Note that the ‘every text item’ command returns a list. This is a good thing. See result window below. We now have a list of the words ‘Dragon’, ‘Monkey’, ‘Tea’ and ‘Party’, sans the spaces which originally separated these words in our original string. Now, we can stop here, if that’s your desire, and do something else with this list. However, for this initial example, I’m going to take things one step further and show you how we use this to do a replace within the original string.
In the next screenshot, we’re now changing AppleScript’s text item delimiter to another character we would like to serve as the replacement: an underscore. (See line four in the image below.)
Finally, we’ll use line #5 to bring it all home. In this command, we’re simply gathering all items in ‘theItemList’,
but we’re also coercing that result to a string so it all comes back as a single string. See our desired result in the result window pictured here:
Now, if you didn’t necessarily want to replace the space characters in our original ‘myString’ string, but simply wanted to strip out the spaces, you could have set AppleScript’s text item delimiters BACK to an empty string in line #5. See below:
This seems like as good a time as any to address a certain minor controversy which is often debated among experienced scripters.
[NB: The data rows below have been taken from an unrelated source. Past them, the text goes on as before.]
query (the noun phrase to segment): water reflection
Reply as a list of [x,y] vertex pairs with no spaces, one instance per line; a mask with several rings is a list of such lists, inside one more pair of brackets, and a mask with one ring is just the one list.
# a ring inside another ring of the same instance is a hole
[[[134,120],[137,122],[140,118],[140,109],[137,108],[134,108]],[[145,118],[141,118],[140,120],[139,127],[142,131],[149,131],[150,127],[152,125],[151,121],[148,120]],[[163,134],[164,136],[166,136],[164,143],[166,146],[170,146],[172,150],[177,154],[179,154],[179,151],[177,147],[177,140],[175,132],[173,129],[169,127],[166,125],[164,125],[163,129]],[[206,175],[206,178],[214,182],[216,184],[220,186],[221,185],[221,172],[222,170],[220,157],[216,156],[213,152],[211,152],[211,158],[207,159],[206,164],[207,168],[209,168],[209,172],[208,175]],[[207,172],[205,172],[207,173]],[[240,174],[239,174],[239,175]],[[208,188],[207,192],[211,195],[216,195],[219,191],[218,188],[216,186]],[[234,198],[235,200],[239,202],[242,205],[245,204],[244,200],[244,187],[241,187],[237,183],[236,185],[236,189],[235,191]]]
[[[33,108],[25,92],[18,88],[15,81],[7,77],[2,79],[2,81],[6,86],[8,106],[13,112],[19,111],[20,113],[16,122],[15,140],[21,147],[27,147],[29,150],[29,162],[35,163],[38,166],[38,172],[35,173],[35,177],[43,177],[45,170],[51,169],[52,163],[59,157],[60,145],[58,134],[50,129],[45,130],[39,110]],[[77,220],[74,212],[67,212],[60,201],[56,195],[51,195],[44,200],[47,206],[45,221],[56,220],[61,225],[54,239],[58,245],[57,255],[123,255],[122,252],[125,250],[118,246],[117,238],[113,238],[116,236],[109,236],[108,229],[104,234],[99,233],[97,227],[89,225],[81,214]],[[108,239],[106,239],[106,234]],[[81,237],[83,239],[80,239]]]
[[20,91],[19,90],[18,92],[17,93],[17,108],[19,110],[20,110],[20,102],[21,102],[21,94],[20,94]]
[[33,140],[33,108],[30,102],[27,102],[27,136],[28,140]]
Some say that if one forgets to set TIDs back to their original state (an empty string, “”), this will wreak havoc to your operations/machine later. Some insist they’ve never had an issue and don’t ever worry about it.
Here’s my advice: you’ll never get wounded in the bush by being clean, thorough and prepared. So, go ahead and make a habit of setting AppleScript’s text item delimiters back to their original empty string state after each time in your code where you are manipulating them.
By now you’re surely beginning to see the power which text item delimiters represents. I am always amazed at how many tasks can be performed by them and how quickly it can be done.
I’ve prepared an advanced example which I think really illustrates the incredible power of TIDs. This script reads in Safari’s bookmarks file, which is in XML form. If you look at this file in its raw form, it looks a bit intimmidating, at least to me. The script then parses out all URLs, compiles them into a return-delimited list and creates a new text document in TextEdit containing those URLs. Click here to download the script in text form. Pretty cool, huh?
Well, this concludes this edition of unScripted. I hope you’ll work through the exercises above and seriously consider adding text item delimiters to your AppleScript ruck sack. You’ll be a far better Code Soldier for it.